NativeDSD Blog
Harmen Fraanje is a pianist-composer who, in recent years, has become more widely known outside of the Netherlands through his festival appearances and recordings on the ECM label with Norwegian composer- bassist Mats Eilertsen. Fraanje’s earlier dates for Challenge Jazz, both as a leader (“Sonatala”) and sideman (Eric Vloeimans’ “Boom Petit”), set the stage for a new recording under his leadership, “First Meeting”.
Jazz musicians forge a personal style first by imitation, then by elimination. Harmen Fraanje’s style, shaped by his studies at the Conservatory of Amsterdam, reflects an interest in extending back through the traditions of jazz and classical music, and forward into new directions. In Fraanje’s compositions, jazz phrasing and rhythm are refracted through the prism of a modern melodic sensibility. Now in his early 40s, Fraanje has a sound of his own, and you won’t mistake him for his keyboard contemporaries.
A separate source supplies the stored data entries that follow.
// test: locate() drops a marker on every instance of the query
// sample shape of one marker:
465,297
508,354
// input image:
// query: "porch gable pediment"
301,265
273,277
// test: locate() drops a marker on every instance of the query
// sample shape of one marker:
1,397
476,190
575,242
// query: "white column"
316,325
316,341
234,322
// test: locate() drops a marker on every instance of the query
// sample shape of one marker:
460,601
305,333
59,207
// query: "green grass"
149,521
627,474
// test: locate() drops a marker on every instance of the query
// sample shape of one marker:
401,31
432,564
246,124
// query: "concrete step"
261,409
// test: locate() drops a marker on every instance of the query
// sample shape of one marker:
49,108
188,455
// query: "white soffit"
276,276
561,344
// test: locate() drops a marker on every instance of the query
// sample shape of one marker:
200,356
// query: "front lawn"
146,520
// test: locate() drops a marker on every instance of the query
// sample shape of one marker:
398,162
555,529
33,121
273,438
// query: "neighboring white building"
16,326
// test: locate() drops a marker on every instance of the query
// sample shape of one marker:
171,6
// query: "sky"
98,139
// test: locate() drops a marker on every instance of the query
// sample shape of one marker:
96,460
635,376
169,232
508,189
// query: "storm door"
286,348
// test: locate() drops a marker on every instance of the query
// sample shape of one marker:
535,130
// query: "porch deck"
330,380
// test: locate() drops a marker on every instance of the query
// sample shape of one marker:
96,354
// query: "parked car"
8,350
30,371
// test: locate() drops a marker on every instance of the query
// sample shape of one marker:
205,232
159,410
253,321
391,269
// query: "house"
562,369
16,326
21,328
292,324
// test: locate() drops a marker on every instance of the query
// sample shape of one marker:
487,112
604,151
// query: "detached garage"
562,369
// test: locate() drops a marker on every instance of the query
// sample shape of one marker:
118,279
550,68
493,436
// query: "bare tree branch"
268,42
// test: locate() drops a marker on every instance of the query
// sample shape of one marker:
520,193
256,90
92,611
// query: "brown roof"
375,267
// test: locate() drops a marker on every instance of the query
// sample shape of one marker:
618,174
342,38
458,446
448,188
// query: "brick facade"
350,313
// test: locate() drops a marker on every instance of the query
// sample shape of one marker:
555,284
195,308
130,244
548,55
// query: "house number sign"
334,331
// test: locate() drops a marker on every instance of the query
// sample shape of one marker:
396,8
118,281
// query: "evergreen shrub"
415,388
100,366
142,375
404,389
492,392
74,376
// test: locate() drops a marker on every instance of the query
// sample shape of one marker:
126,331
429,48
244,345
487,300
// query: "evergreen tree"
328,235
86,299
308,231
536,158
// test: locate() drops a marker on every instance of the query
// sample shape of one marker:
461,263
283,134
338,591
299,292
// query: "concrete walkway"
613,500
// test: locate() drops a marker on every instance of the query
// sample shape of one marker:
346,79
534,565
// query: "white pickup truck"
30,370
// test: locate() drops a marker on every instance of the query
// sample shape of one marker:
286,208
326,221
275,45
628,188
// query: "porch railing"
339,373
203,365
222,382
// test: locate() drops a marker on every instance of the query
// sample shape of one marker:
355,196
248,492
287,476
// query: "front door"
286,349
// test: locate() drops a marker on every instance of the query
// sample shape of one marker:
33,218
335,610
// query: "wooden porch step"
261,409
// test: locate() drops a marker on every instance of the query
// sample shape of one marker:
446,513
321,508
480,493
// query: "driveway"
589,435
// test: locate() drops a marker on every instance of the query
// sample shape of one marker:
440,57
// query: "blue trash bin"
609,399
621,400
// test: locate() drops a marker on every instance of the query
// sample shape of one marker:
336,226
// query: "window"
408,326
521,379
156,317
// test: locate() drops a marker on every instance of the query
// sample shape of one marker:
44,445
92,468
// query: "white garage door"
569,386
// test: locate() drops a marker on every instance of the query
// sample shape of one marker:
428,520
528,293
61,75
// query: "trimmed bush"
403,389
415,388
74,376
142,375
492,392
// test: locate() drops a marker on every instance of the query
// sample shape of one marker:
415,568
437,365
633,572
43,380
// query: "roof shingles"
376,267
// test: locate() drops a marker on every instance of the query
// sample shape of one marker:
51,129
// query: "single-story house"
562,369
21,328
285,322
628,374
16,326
One of the virtues of “First Meeting” is the careful sequencing which connects the first six tracks of the album; the effect is of a coherent musical suite. The intensity of the opening track “Several” is balanced by bassist Clemens van der Feen’s meditative piece for trio and clarinet “Bread of Life”, which flows seamlessly into Fraanje’s deceptively tranquil “Pi” for unaccompanied piano. Fraanje’s arrangement of Carla Bley’s composition, “Ida Lupino” is followed by a “Fade”, a short interlude that bridges into the pastoral “A Small Ray of Light”.
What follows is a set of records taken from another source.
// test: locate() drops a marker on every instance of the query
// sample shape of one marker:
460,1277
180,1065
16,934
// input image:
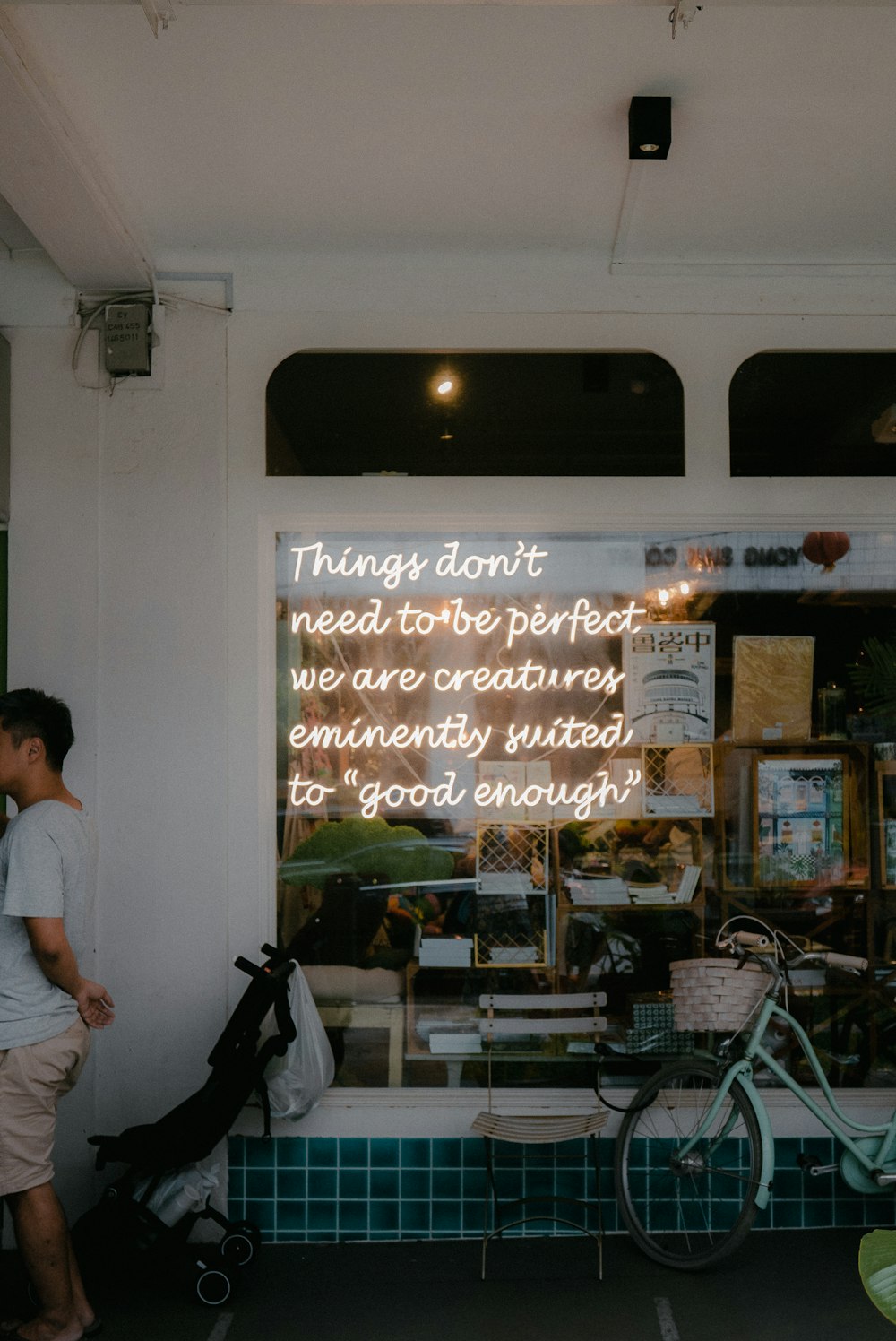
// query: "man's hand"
94,1005
54,954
In the second half of the album, the music takes on a harder edge and a darker emotional hue. American drummer Tristan Renfrow is the featured soloist on “XYZ”, a showpiece for subtle execution of intricate polyrhythms. Saxophonist Fredrik Ljunkvist’s composition “PH” recalls the post-bop of Ornette Coleman and Eric Dolphy. Ljunkvist takes his solo ‘out’ into multiphonics on Fraanje’s free excursion “Epi”. The final two tracks, “Safe” and “Goodbye”, as their titles suggest, return to a calm, if somber, emotional ground.
Jared Sacks, known to SACD and DSD music collectors as the chief engineer for Channel Classics, is a long-time proponent of DSD recording. Sacks recorded the Harmen Fraanje group in the legendary spacious soundstage of MCO, Hilversum. The original DSD 256 recording captures every nuance of the pianist’s touch and phrasing, the depth of the standup bass, the “air” around the drums and cymbals, and the wide spectrum of saxophone tones.
Producer Jonas Sacks writes: “Recording engineer Jared Sacks created the balance on the spot by moving musicians closer or further from the mics… no post-production, mixing or editing is done.”
The mix indeed sounds exactly like the positions of the musicians as shown in the session photos included in the liner notes booklet. That speaks to a commitment by Jonas and Jared Sacks to represent the musical performance exactly as it occurred in the studio.
Play “First Meeting”, and you’ll find that you just listen.